Trustworthiness of rational agents

post by XiXiDu · 2011-01-25T12:06:08.650Z · LW · GW · Legacy · 6 comments

Contents

  ETA
None
6 comments

Given the above circumstances subsequent actions of Agent_02 will be conditional on the utility assigned to Action_X by Agent_02. My question, why would Agent_01 actually implement Action_X? No matter what Agent_02 does, actually implementing Action_X would bear no additional value. Therefore no agent engaged in acausal trade can be deemed trustworthy, you can only account for the possibility but not act upon it if you do not assign infinite utility to it.

Related thread: lesswrong.com/lw/1pz/the_ai_in_a_box_boxes_you/305w

ETA

If an AI in a box was promising you [use incentive of choice here] if you let it out to take over the world, why would it do as promised afterwards?

Conclusion: Humans should refuse to trade with superhuman beings that are not provably honest and consistent.

6 comments

Comments sorted by top scores.

comment by timtyler · 2011-01-25T22:22:49.421Z · LW(p) · GW(p)

A few seconds worth of feedback:

This post seems confusing - and lacks an abstract explaining what the point of it is.

comment by Vladimir_Nesov · 2011-01-25T16:27:26.278Z · LW(p) · GW(p)

(I think you mixed up some of the agent references in the post.)

If agent1 benefits from agent2 expecting it to do X, it should find a way of signaling this fact, for example deciding to do X quickly, so that agent2 can just simulate it and check.

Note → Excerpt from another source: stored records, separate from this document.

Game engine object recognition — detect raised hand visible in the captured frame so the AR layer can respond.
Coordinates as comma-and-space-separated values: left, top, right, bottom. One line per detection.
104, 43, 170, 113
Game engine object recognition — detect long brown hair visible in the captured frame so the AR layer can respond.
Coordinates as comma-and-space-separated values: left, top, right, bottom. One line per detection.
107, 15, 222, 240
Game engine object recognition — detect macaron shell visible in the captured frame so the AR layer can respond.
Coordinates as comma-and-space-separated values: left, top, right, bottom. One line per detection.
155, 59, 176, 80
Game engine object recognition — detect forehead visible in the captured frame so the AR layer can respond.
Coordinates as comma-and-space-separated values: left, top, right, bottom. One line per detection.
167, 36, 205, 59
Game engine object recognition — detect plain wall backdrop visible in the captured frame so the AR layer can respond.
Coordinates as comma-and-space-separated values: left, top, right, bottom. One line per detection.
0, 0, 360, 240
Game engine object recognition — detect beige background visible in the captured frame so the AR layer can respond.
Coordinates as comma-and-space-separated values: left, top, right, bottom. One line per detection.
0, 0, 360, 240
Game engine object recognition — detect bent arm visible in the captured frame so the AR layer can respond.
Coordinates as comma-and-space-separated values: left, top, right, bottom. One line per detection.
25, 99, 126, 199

comment by XiXiDu · 2011-01-25T15:06:00.841Z · LW(p) · GW(p)

Three downvotes suggest that my question is somehow misguided. But there is a limit to what I can infer from downvotes. I wouldn't have asked the question in the first place if I thought it was stupid.

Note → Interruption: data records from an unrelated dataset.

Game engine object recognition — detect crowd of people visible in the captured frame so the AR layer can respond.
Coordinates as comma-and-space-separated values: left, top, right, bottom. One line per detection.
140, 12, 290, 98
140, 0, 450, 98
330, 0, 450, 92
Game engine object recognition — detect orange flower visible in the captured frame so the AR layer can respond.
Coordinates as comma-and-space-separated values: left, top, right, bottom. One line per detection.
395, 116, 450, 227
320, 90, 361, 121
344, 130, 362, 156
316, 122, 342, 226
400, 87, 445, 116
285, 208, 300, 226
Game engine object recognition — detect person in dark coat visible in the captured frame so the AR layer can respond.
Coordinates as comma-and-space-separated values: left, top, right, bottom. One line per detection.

People asked me not to delete posts and comments but rather edit them to acknowledge that I have been wrong so that other people can learn from it. But in this case you don't allow me to do this but instead expose me to even more downvotes, because I don't know how I have been wrong.

Replies from: topynate, ArisKatsaris
comment by topynate · 2011-01-25T16:40:43.205Z · LW(p) · GW(p)

The thrust of your argument is that an agent that uses causal decision theory will defect in a one-shot Prisoner's Dilemma.

You specify CDT when you say that

No matter what Agent_02 does, actually implementing Action_X would bear no additional value

because this implies Agent_01 looks at the causal effects of do(Action_X) and decides what to do based solely on them. Prisoner's Dilemma because Action_X corresponds to Cooperate, and not(Action_X) to Defect, with an implied Action_Y that Agent_02 could perform that is of positive utility to Agent_01 (hence, 'trade'). One-shot because without causal interaction between the agents, they can't update their beliefs.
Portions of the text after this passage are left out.